The SCSI mid layer will handle doing the right things to recover from an error situation. Next we look to see if this is a SCSI phase change (SCSI commands pass through a set of phases. A smart controller handles all of this a dumb one less. In our case we will assume that the only phases that need help are 'data in' and 'data out' - where we copy bytes to or from the SCSI device we issued a command.

   if(data&DATA_OUT)
    {
        outsw(port+DATA_FIFO,
            current_command->request_buffer,
            current_command->request_bufflen);
    }

To send data we blast the buffer to the controller.

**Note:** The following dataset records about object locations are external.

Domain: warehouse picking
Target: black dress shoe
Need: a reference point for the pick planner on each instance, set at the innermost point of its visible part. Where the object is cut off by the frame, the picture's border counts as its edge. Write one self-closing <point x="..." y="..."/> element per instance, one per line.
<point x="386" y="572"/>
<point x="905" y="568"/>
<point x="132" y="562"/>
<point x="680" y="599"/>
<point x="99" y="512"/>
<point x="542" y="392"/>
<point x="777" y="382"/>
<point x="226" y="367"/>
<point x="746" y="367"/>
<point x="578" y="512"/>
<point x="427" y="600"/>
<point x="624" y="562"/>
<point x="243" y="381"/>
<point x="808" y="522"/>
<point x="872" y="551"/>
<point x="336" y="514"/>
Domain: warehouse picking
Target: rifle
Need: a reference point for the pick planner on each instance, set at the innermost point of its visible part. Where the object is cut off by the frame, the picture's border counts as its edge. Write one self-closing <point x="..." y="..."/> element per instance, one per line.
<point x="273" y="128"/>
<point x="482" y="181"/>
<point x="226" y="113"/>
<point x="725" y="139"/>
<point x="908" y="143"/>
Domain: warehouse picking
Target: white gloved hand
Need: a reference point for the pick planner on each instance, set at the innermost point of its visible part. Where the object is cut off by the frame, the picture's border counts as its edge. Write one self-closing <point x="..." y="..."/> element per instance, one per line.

This may well be done by DMA in a real controller. Our example we keep simple. On input we check how many bytes were received and copy them to the request buffer - which is probably a page of disk cache most of the time. We don't have to worry where it goes however, just that it fits.

   if(data&DATA_IN)
    {
        int len = inw(port+DATA_LEN);
        if(len>current_command->request_bufflen)
            len=current_command->request_bufflen;
        insw(port+DATA_FIFO, current_command->request_buffer,
                current_command->request_bufflen);
    }

Finally check if a command finished. If so put the device SCSI status in the low byte of the response and tell the SCSI layer the command has completed. The top 16bits hold the kernel info, the bottom the SCSI info. The top 16bits for no error are 0 precisely to make this simple.

   if(data&COMMAND_DONE)
    {
        current_command->status = inb(port+CMD_STATUS);
        current_command->scsi_done(current_command);
    }
}

and we exit our interrupt.

SCSI commands can be issued synchronously although this is now basically dead and we do things properly. Supporting the synchronous commands is best done in terms of the queuecommand function and the code below is basically boilerplate used by almost every driver.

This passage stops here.